DNA Code: An Optimum Digital Network
The DNA code to the scientific community will always be a biochemical code and written as such in the textbooks of biochemistry. Yet it is a fact that because the Code qualifies as a computer code, it can be described in terms of an optimum digital network or several networks. Simply put, if it could be proved/shown or strongly suggested that the DNA code was fundamentally a binary code having a binary description in terms of Boolean equations as well as the currently accepted biochemical representation, it would overturn the theory/paradigm of evolution. This could never be allowed by the scientific community. Any attempt to do so would be thoroughly suppressed. Let’s end this digression.
Once translation is initiated after undergoing a start sequence, each codon is decoded or translated to its assigned amino acid without any spacing or punctuation until a stop codon is encountered, at which time the process of translation is terminated. A typical protein is about 400-500 amino acids in length or 1,200-1,500 codons.
The sequence and number of the amino acids are what determine the biochemical properties of the protein. If a mutation in the DNA has occurred, it creates a codon different from the one desired, and this will cause the insertion of an incorrect amino acid into the protein chain, resulting in a defective protein.

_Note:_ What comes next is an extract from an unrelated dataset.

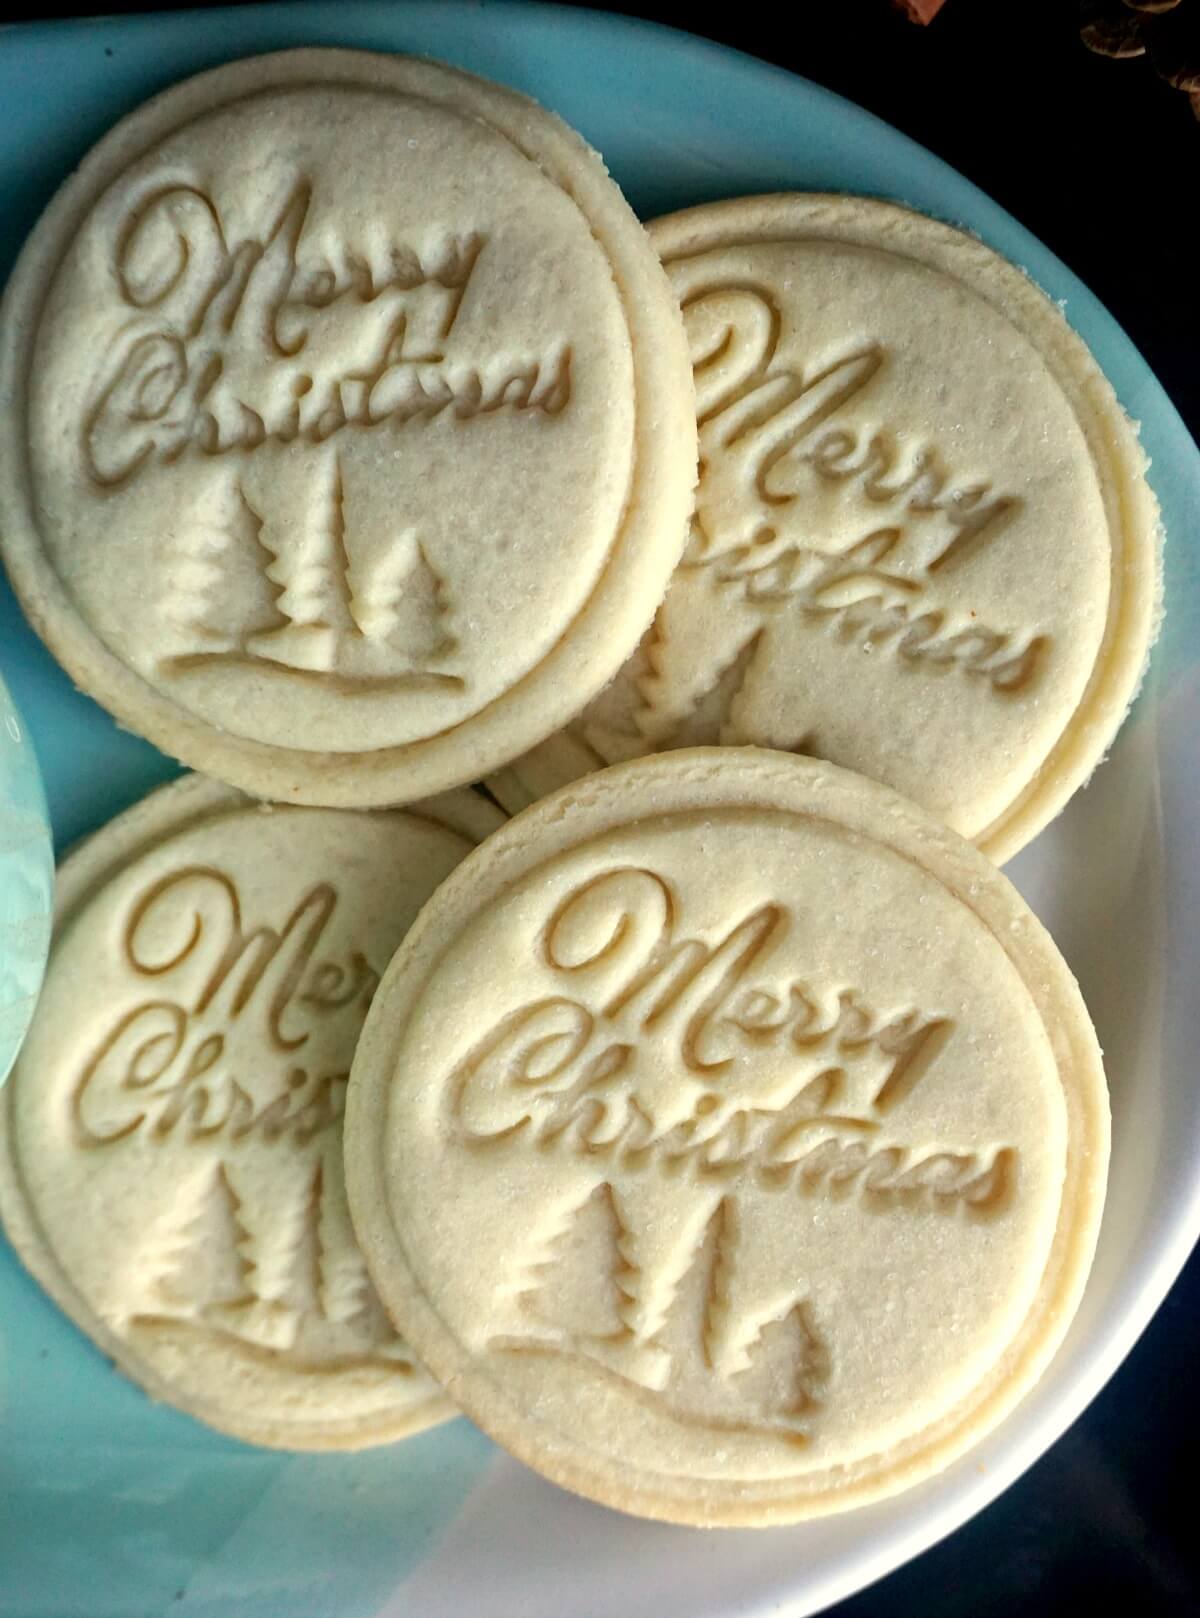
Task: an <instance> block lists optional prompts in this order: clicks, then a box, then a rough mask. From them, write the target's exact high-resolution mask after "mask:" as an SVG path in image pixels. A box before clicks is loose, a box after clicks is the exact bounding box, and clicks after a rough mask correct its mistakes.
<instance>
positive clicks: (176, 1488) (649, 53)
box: [0, 0, 1200, 1618]
mask: <svg viewBox="0 0 1200 1618" xmlns="http://www.w3.org/2000/svg"><path fill="white" fill-rule="evenodd" d="M301 44H309V45H312V44H336V45H362V47H370V49H377V50H414V52H425V53H430V55H437V57H443V58H446V60H448V61H454V63H459V65H461V66H464V68H471V70H474V71H475V73H484V74H487V76H490V78H495V79H500V81H503V83H506V84H513V86H516V87H518V89H521V91H526V92H529V94H532V95H535V97H539V99H540V100H542V102H545V104H547V105H548V107H553V108H555V110H556V112H560V113H561V115H563V116H564V118H568V120H569V121H571V123H573V125H576V126H577V128H579V129H582V133H584V134H585V136H587V139H589V141H592V142H594V144H595V146H597V147H600V150H602V152H603V154H605V159H606V160H608V165H610V168H611V172H613V175H615V178H616V180H618V181H619V183H621V186H623V188H624V189H626V193H627V196H629V197H631V201H632V204H634V207H637V209H639V212H640V214H642V215H645V217H650V215H653V214H660V212H666V210H670V209H676V207H681V205H684V204H691V202H702V201H710V199H715V197H725V196H734V194H737V193H750V191H776V189H836V191H864V193H872V194H878V196H888V197H896V199H901V201H904V202H911V204H914V205H917V207H920V209H925V210H927V212H930V214H936V215H940V217H943V218H948V220H953V222H957V223H964V225H967V227H970V228H972V230H975V231H978V235H980V236H983V238H985V239H987V241H990V243H991V244H993V246H995V248H998V249H999V251H1001V252H1006V254H1008V256H1009V257H1011V259H1014V260H1016V262H1017V264H1022V265H1024V267H1025V269H1027V270H1029V272H1030V273H1032V275H1033V277H1035V278H1037V280H1038V282H1040V283H1042V285H1043V286H1045V288H1046V290H1048V291H1050V294H1051V296H1053V298H1056V299H1061V301H1064V306H1066V312H1067V317H1069V319H1071V320H1072V324H1074V325H1075V327H1077V330H1079V332H1080V333H1082V335H1084V337H1085V338H1087V341H1088V343H1090V345H1092V348H1093V351H1095V353H1096V356H1098V358H1100V361H1101V364H1103V366H1105V369H1106V372H1108V375H1109V377H1111V379H1113V383H1114V385H1116V390H1118V393H1119V395H1121V400H1122V403H1124V406H1126V409H1127V411H1129V413H1130V416H1134V417H1135V419H1139V421H1140V422H1142V434H1143V442H1145V445H1147V448H1148V450H1150V453H1151V456H1153V482H1155V487H1156V492H1158V497H1160V500H1161V505H1163V513H1164V521H1166V527H1168V536H1169V549H1168V557H1169V563H1168V600H1169V612H1168V626H1166V633H1164V636H1163V639H1161V641H1160V646H1158V650H1156V654H1155V660H1153V668H1151V675H1150V680H1148V681H1147V688H1145V691H1143V694H1142V697H1140V699H1139V704H1137V709H1135V712H1134V715H1132V718H1130V720H1129V723H1127V725H1126V730H1124V731H1122V736H1121V741H1119V744H1118V748H1116V749H1114V754H1113V757H1111V759H1109V762H1108V764H1106V765H1105V767H1103V769H1101V770H1100V772H1098V775H1096V778H1095V781H1093V785H1092V786H1090V788H1088V791H1087V793H1082V794H1079V798H1077V799H1075V803H1074V804H1072V806H1071V809H1069V811H1067V814H1066V815H1063V817H1061V819H1059V820H1058V822H1056V824H1054V827H1051V828H1050V830H1048V832H1046V833H1043V837H1040V838H1038V840H1037V841H1035V845H1033V846H1032V848H1030V849H1027V851H1025V853H1024V854H1022V856H1020V858H1019V859H1017V861H1014V864H1012V867H1009V869H1011V872H1012V875H1014V877H1016V880H1017V882H1019V883H1020V887H1022V890H1024V892H1025V893H1027V896H1029V898H1030V900H1032V901H1033V904H1035V906H1037V908H1038V911H1040V914H1042V916H1043V917H1045V919H1046V922H1048V924H1050V927H1051V929H1053V932H1054V934H1056V937H1058V940H1059V945H1061V947H1063V948H1064V951H1066V955H1067V959H1069V961H1071V964H1072V968H1074V969H1075V972H1077V976H1079V977H1080V982H1082V985H1084V990H1085V993H1087V995H1088V1000H1090V1003H1092V1005H1093V1008H1095V1010H1096V1021H1098V1024H1100V1032H1101V1039H1103V1045H1105V1050H1106V1057H1108V1066H1109V1078H1111V1086H1113V1107H1114V1155H1113V1178H1111V1192H1109V1202H1108V1210H1106V1215H1105V1228H1103V1233H1101V1246H1100V1254H1098V1260H1096V1267H1095V1272H1093V1277H1092V1281H1090V1285H1088V1293H1087V1298H1085V1302H1084V1309H1082V1311H1080V1315H1079V1319H1077V1322H1075V1325H1074V1328H1072V1333H1071V1336H1069V1340H1067V1343H1066V1345H1064V1348H1063V1351H1061V1353H1059V1356H1058V1358H1056V1361H1054V1364H1053V1366H1051V1369H1050V1372H1048V1375H1046V1377H1045V1380H1043V1383H1042V1385H1040V1387H1038V1388H1037V1390H1035V1393H1033V1395H1030V1398H1029V1400H1027V1401H1025V1403H1024V1404H1022V1406H1020V1409H1019V1411H1017V1413H1016V1414H1014V1416H1012V1417H1011V1419H1009V1421H1008V1422H1006V1424H1004V1425H1003V1427H1001V1429H999V1430H998V1432H996V1434H993V1435H991V1438H988V1440H987V1442H985V1443H983V1445H982V1446H980V1448H978V1450H977V1451H974V1453H972V1455H970V1456H969V1458H967V1459H965V1461H962V1463H959V1464H957V1466H956V1468H951V1469H949V1471H948V1472H944V1474H943V1476H941V1477H938V1479H935V1480H932V1482H930V1484H925V1485H922V1487H920V1489H917V1490H912V1492H909V1493H906V1495H902V1497H899V1498H898V1500H893V1502H889V1503H885V1505H880V1506H873V1508H868V1510H862V1511H856V1513H849V1514H846V1516H841V1518H833V1519H826V1521H823V1523H817V1524H809V1526H801V1527H797V1529H780V1531H770V1532H758V1534H750V1532H737V1534H715V1535H705V1534H699V1532H694V1531H686V1529H671V1527H663V1526H658V1524H650V1523H636V1521H632V1519H626V1518H621V1516H618V1514H615V1513H610V1511H605V1510H602V1508H598V1506H592V1505H587V1503H585V1502H581V1500H576V1498H573V1497H569V1495H566V1493H561V1492H560V1490H556V1489H553V1487H551V1485H548V1484H543V1482H542V1480H540V1479H537V1477H534V1476H532V1474H530V1472H526V1471H524V1469H522V1468H519V1466H516V1463H511V1461H508V1459H506V1458H503V1456H501V1455H498V1451H496V1450H495V1448H493V1446H492V1445H490V1443H488V1442H487V1440H485V1438H482V1437H480V1435H479V1434H475V1432H474V1429H471V1427H469V1425H467V1424H466V1422H464V1421H458V1422H451V1424H450V1425H448V1427H443V1429H440V1430H437V1432H432V1434H427V1435H422V1437H419V1438H412V1440H409V1442H408V1443H404V1445H401V1446H398V1448H385V1450H377V1451H372V1453H367V1455H359V1456H296V1458H289V1456H281V1455H275V1453H267V1451H259V1450H252V1448H247V1446H244V1445H239V1443H235V1442H231V1440H226V1438H222V1437H218V1435H217V1434H210V1432H207V1430H205V1429H202V1427H199V1425H197V1424H196V1422H192V1421H189V1419H188V1417H184V1416H181V1414H176V1413H175V1411H170V1409H160V1408H155V1406H154V1404H150V1403H149V1401H147V1400H146V1398H144V1396H142V1395H141V1393H139V1391H136V1390H134V1388H133V1387H131V1385H128V1383H126V1382H123V1380H121V1379H120V1377H118V1375H115V1374H113V1372H112V1370H110V1367H108V1364H107V1362H105V1361H104V1359H102V1356H100V1354H97V1353H95V1351H94V1349H92V1348H91V1345H89V1343H87V1341H84V1338H82V1336H81V1335H79V1333H78V1332H76V1330H74V1328H73V1327H71V1325H68V1324H66V1320H63V1319H61V1315H60V1314H58V1312H57V1311H55V1309H53V1307H52V1306H50V1304H49V1302H47V1301H45V1299H44V1298H42V1294H40V1291H39V1290H37V1288H36V1286H34V1285H32V1283H31V1281H29V1280H27V1278H26V1275H24V1273H23V1270H21V1269H19V1267H18V1264H16V1260H15V1259H13V1257H11V1254H10V1252H8V1249H6V1247H3V1244H2V1243H0V1615H2V1618H160V1615H162V1618H165V1615H170V1618H194V1615H205V1618H285V1615H286V1618H365V1615H372V1618H375V1615H391V1618H611V1615H613V1613H621V1615H623V1618H661V1615H663V1613H679V1615H687V1618H734V1615H737V1618H765V1615H767V1613H780V1612H788V1613H789V1615H792V1618H794V1615H801V1613H809V1612H813V1610H817V1608H820V1607H823V1605H826V1603H828V1602H831V1600H836V1599H838V1597H841V1595H846V1594H849V1592H851V1590H854V1589H859V1587H862V1586H864V1584H867V1582H868V1581H870V1579H873V1578H878V1576H880V1574H883V1573H886V1571H888V1569H891V1568H894V1566H896V1565H898V1563H901V1561H902V1560H906V1558H907V1557H912V1555H915V1553H917V1552H919V1550H922V1548H925V1547H927V1545H930V1544H932V1542H933V1540H935V1539H938V1537H941V1535H943V1534H946V1532H949V1531H951V1529H953V1527H956V1526H957V1524H959V1523H962V1521H964V1519H965V1518H967V1516H970V1514H972V1513H974V1511H977V1510H978V1508H980V1506H983V1505H987V1502H988V1500H991V1498H993V1497H995V1495H996V1493H998V1492H999V1490H1001V1489H1003V1487H1006V1485H1008V1484H1009V1482H1011V1480H1012V1479H1014V1477H1016V1476H1017V1474H1019V1472H1020V1471H1024V1468H1027V1466H1029V1464H1030V1463H1032V1461H1033V1459H1035V1458H1037V1456H1038V1455H1040V1453H1042V1451H1043V1450H1045V1448H1046V1445H1050V1443H1051V1442H1053V1440H1054V1438H1056V1437H1058V1434H1059V1432H1061V1430H1063V1429H1064V1427H1066V1425H1067V1422H1071V1421H1072V1419H1074V1417H1075V1416H1077V1414H1079V1411H1080V1409H1082V1408H1084V1404H1085V1403H1087V1401H1088V1400H1090V1398H1092V1396H1093V1395H1095V1393H1096V1390H1098V1388H1100V1387H1101V1385H1103V1382H1105V1380H1106V1379H1108V1377H1109V1375H1111V1372H1113V1370H1114V1369H1116V1366H1118V1364H1119V1361H1121V1358H1122V1356H1124V1354H1126V1353H1127V1349H1129V1348H1130V1345H1132V1343H1134V1340H1135V1338H1137V1335H1139V1332H1140V1330H1142V1327H1143V1325H1145V1322H1147V1320H1148V1317H1150V1314H1151V1312H1153V1309H1155V1307H1156V1306H1158V1302H1160V1301H1161V1298H1163V1293H1164V1291H1166V1288H1168V1286H1169V1283H1171V1280H1173V1278H1174V1275H1176V1273H1177V1270H1179V1267H1181V1264H1182V1262H1184V1257H1185V1254H1187V1249H1189V1247H1190V1244H1192V1241H1194V1238H1195V1235H1197V1230H1200V1087H1197V1086H1195V1084H1194V1078H1192V1076H1194V1052H1195V1048H1197V1045H1200V1011H1198V1010H1197V997H1195V993H1194V989H1195V982H1197V976H1198V968H1200V811H1198V809H1197V804H1200V667H1198V665H1197V650H1195V647H1197V646H1198V644H1200V634H1198V633H1197V631H1200V565H1198V561H1197V555H1198V552H1197V539H1195V527H1197V521H1198V519H1200V456H1197V450H1195V445H1194V443H1192V440H1190V438H1189V435H1187V432H1185V430H1184V427H1182V424H1181V421H1179V417H1177V416H1176V413H1174V409H1173V408H1171V404H1169V403H1168V400H1166V396H1164V393H1163V390H1161V388H1160V387H1158V383H1156V382H1155V379H1153V375H1151V374H1150V372H1148V369H1147V366H1145V364H1143V361H1142V359H1140V358H1139V354H1137V353H1135V351H1134V348H1132V346H1130V343H1129V341H1127V338H1126V337H1124V335H1122V333H1121V330H1119V328H1118V327H1116V325H1114V322H1113V320H1111V319H1109V316H1108V314H1106V312H1105V311H1103V309H1101V307H1100V304H1098V303H1096V301H1095V298H1092V296H1090V293H1088V291H1087V290H1085V288H1084V286H1082V285H1080V283H1079V282H1077V280H1075V278H1074V277H1072V275H1071V273H1069V270H1066V269H1064V265H1063V264H1059V262H1058V260H1056V259H1054V257H1053V256H1051V254H1050V252H1048V251H1046V249H1045V248H1043V246H1042V244H1040V243H1038V241H1035V239H1033V238H1032V236H1030V235H1029V233H1027V231H1025V230H1022V228H1020V227H1019V225H1017V223H1016V222H1014V220H1012V218H1011V217H1009V215H1008V214H1004V212H1003V210H1001V209H999V207H996V205H995V204H993V202H990V201H988V199H987V197H985V196H982V193H978V191H977V189H975V188H974V186H970V184H967V181H965V180H962V178H961V176H959V175H956V173H954V172H953V170H951V168H948V167H946V165H944V163H941V162H938V160H936V159H933V157H930V155H928V152H923V150H922V149H920V147H917V146H914V144H912V142H911V141H907V139H904V138H902V136H899V134H896V133H894V131H893V129H889V128H886V126H885V125H881V123H878V121H877V120H875V118H872V116H868V115H867V113H864V112H860V110H859V108H856V107H852V105H849V104H847V102H844V100H839V99H838V97H836V95H830V94H828V92H826V91H822V89H818V87H815V86H813V84H807V83H804V81H802V79H796V78H791V76H788V74H784V73H780V71H775V70H773V68H768V66H763V65H762V63H757V61H752V60H749V58H744V57H739V55H734V53H731V52H726V50H720V49H716V47H713V45H707V44H702V42H699V40H695V39H689V37H686V36H682V34H673V32H668V31H663V29H655V28H649V26H644V24H637V23H629V21H626V19H621V18H610V16H602V15H592V13H585V11H566V10H555V8H551V6H534V5H500V3H498V5H479V3H475V5H466V3H453V0H448V3H440V5H420V3H387V5H372V3H332V0H330V3H312V5H278V6H270V8H260V10H236V11H204V13H180V15H173V16H157V18H155V16H144V18H125V19H110V21H99V23H70V24H58V26H45V28H23V29H10V31H6V32H5V34H3V36H0V107H3V120H2V128H0V199H3V210H5V215H3V217H5V227H6V228H5V236H3V254H5V256H6V257H11V256H15V252H16V249H18V248H19V243H21V239H23V238H24V235H26V231H27V228H29V227H31V225H32V222H34V218H36V217H37V212H39V210H40V207H42V205H44V204H45V201H47V199H49V197H50V193H52V191H53V188H55V184H57V183H58V181H60V180H61V178H63V176H65V175H66V173H68V170H70V168H71V165H73V163H74V162H76V160H78V159H79V157H81V155H82V152H84V150H86V149H87V147H89V146H91V142H92V141H94V139H95V138H97V136H100V134H102V133H104V131H105V129H107V128H108V125H110V123H112V121H113V120H115V118H118V116H120V115H121V113H125V112H128V110H129V108H131V107H134V105H136V104H137V102H141V100H142V99H144V97H146V95H149V94H152V92H154V91H157V89H162V87H163V86H167V84H170V83H171V81H175V79H180V78H183V76H186V74H189V73H196V71H197V70H201V68H207V66H213V65H215V63H218V61H225V60H228V58H231V57H239V55H247V53H252V52H262V50H275V49H280V47H285V45H301ZM0 663H2V667H3V676H5V678H6V680H8V683H10V684H11V689H13V694H15V697H16V701H18V705H19V707H21V710H23V714H24V717H26V720H27V725H29V728H31V731H32V736H34V741H36V744H37V751H39V756H40V762H42V769H44V775H45V786H47V794H49V801H50V809H52V815H53V825H55V833H57V840H58V845H60V846H63V845H65V843H70V841H71V840H73V838H76V837H79V835H81V833H82V832H87V830H89V828H92V827H95V825H99V824H102V822H104V820H107V819H108V817H110V815H112V814H113V812H115V811H116V809H121V807H123V806H125V804H128V803H131V801H133V799H136V798H139V796H141V794H142V793H144V791H146V790H147V788H149V786H152V785H155V783H157V781H160V780H163V778H167V777H168V775H171V773H173V772H175V765H173V764H170V762H168V760H167V759H163V757H162V756H158V754H157V752H154V749H150V748H149V746H146V744H144V743H141V741H137V739H134V738H133V736H129V735H125V733H123V731H120V730H116V726H115V725H113V723H112V720H110V718H108V717H107V715H105V714H102V712H100V710H99V709H97V707H94V705H92V704H91V702H89V701H86V699H84V697H82V696H79V694H78V693H76V691H73V689H71V684H70V681H68V680H66V676H65V675H63V673H61V671H60V670H58V668H57V667H55V663H53V662H52V659H50V657H49V654H47V652H45V650H44V649H42V646H40V644H39V642H37V641H36V639H34V636H32V634H31V633H29V629H27V628H26V626H24V623H23V620H21V616H19V612H18V610H16V607H15V604H13V600H11V597H10V595H8V594H6V592H5V591H3V589H2V587H0Z"/></svg>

The classical example for this is the point mutation GTG (Valine) for GAG (Glutamine) in the DNA, resulting in sickle cell anemia. Note that I used the nucleotide thymine because the mutation always occurs in the DNA. Thus, GTG is transcribed as GUG, which is the codon for valine, whereas the transcribed codon should have been GAG (glutamine). Most of the time point mutations do not result in this type of tragedy. This is because of the redundancy of the Code and the reason we believe “degeneracy” is a poor choice of words in describing the resistance of the Code to harmful mutations. However, we believe the Code’s remarkable resistance to the effects of harmful mutations is inconsistent with evolution’s need for mutation.
Random selection needs more mutations for its selection process of stronger organisms having greater survival potential. Note that the mutation occurred in the second codon position, where the Code is more vulnerable to a harmful mutation than in the third codon position.